Romprai-je tous les nœuds qui l’unissaient à moi ?
Que lui ferais-je donc s’il violait sa foi ?
S’il commettait un vol ? s’il osait, vil faussaire,
Garder l’or dont mes mains l’ont fait dépositaire ?
Ces gens aux yeux de qui tout délit est égal,
Quand on en vient aux faits, se défendent fort mal.
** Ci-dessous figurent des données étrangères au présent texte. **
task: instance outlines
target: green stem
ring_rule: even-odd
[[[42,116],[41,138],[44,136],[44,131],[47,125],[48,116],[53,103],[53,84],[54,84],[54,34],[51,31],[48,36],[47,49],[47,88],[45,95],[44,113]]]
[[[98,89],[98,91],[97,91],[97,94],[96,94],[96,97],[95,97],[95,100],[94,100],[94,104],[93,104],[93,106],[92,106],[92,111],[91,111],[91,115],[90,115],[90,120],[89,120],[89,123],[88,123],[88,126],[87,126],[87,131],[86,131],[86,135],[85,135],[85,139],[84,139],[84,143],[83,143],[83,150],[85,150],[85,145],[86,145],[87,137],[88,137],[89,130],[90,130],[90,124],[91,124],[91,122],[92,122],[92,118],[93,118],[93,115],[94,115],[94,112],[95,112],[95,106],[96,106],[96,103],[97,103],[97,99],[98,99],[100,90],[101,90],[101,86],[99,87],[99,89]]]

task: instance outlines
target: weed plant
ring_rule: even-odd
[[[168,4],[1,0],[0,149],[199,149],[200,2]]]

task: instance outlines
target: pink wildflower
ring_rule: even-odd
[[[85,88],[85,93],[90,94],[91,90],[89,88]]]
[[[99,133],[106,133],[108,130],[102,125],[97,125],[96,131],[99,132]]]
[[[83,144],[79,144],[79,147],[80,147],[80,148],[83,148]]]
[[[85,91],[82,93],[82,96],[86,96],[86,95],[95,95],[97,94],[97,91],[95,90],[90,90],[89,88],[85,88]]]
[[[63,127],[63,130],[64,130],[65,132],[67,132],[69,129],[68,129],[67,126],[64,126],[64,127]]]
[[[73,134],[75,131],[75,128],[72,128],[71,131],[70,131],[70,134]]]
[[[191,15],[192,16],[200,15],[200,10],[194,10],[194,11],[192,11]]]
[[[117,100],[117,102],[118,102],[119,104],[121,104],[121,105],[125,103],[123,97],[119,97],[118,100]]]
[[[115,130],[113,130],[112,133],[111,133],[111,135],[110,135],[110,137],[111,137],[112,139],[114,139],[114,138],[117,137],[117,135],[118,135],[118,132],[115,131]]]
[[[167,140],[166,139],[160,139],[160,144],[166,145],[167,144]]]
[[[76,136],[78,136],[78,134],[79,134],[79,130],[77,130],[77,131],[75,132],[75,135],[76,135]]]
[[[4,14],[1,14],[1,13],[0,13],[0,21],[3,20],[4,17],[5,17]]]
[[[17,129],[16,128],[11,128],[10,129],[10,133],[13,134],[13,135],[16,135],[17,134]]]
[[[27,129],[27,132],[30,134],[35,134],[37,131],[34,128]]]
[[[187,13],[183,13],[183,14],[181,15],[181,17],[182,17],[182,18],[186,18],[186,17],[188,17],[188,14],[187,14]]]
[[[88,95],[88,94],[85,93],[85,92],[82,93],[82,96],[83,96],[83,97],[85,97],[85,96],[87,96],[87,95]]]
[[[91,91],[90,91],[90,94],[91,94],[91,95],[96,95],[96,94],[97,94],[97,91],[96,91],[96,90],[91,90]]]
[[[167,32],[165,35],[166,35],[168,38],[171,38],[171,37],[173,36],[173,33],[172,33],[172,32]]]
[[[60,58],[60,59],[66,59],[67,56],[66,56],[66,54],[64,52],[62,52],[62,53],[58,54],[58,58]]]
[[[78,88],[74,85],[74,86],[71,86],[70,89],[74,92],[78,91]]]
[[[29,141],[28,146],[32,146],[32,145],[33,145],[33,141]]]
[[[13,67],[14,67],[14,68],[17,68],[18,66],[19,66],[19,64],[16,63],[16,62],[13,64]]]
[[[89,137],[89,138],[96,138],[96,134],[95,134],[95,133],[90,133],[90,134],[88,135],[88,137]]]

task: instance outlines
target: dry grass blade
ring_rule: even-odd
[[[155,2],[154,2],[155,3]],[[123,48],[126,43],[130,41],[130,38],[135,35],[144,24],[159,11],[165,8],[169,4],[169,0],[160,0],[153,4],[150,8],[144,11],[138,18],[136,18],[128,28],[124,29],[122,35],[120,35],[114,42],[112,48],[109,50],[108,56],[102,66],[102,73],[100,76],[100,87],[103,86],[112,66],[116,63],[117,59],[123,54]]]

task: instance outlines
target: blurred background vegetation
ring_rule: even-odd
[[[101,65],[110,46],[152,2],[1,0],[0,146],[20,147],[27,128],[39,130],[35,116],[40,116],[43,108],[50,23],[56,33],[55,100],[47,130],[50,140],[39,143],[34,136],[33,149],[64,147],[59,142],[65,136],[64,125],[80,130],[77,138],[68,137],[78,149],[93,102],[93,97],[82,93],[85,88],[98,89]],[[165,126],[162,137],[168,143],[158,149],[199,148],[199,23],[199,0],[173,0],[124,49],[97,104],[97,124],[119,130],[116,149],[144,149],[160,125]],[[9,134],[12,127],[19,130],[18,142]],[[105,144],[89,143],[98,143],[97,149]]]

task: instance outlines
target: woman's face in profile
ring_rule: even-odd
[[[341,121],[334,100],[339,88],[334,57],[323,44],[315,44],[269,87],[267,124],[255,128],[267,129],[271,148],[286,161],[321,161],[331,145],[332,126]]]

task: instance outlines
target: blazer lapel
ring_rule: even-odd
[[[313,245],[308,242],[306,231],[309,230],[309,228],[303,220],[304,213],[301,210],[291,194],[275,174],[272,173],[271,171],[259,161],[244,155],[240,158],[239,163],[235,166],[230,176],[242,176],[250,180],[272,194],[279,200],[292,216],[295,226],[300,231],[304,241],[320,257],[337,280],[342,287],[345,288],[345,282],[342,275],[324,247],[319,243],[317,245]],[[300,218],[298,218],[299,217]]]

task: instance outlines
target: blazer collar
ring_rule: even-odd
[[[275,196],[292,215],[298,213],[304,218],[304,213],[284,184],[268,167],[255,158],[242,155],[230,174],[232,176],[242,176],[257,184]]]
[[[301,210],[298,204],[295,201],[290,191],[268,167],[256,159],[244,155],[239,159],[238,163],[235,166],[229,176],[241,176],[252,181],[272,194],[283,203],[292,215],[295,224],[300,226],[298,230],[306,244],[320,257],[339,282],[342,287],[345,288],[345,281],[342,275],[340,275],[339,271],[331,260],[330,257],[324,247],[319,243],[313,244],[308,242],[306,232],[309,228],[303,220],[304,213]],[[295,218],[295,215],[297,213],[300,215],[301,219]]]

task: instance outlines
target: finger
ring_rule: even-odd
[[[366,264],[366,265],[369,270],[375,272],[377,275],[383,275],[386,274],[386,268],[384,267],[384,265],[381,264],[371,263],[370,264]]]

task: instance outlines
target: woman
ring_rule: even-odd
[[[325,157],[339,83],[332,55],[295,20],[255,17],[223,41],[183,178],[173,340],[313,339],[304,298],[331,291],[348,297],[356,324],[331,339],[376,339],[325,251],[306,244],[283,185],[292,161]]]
L’usage, le bon sens et l’intérêt lui-méme,
Père de l’équité, tout combat leur système.
Quand nos premiers aïeux, race muette encor,
Pour la première fois prenant un libre essor,
Dans les champs d’alentour osèrent se répandre ;
Un antre, un peu de gland à chercher, à défendre,
Tels furent leurs trésors, leurs plus chers intérêts.
Les ongles et les poings leur tenaient lieu de traits ;
De bâtons aiguisés bientôt leurs mains s’armèrent ;
Ensuite aux longs épieux les glaives succédèrent.
Ce désordre dura jusqu’au tems plus heureux,
Où de signes enfin ils convinrent entr’eux,
Et de leurs sentimens, à l’aide du langage,
Parvinrent à se rendre une fidèle image.
Alors on se lassa de ces exploits cruels :
On bâtit des remparts ; on dressa des autels ;
On proscrivit le vol, le meurtre, l’adultère ;
Car avant Ilion et sa fatale guerre,
Déjà plus d’une Hélène, armant mille héros,
Avait de sang humain fait ruisseler des flots ;
Mais des mains d’un rival qui périssait sans gloire,
Le plus fort arrachait sa proie et la victoire ;
Comme on voit dans la plaine, au milieu d’un troupeau,
Pour venger ses amours, combattre un fier taureau.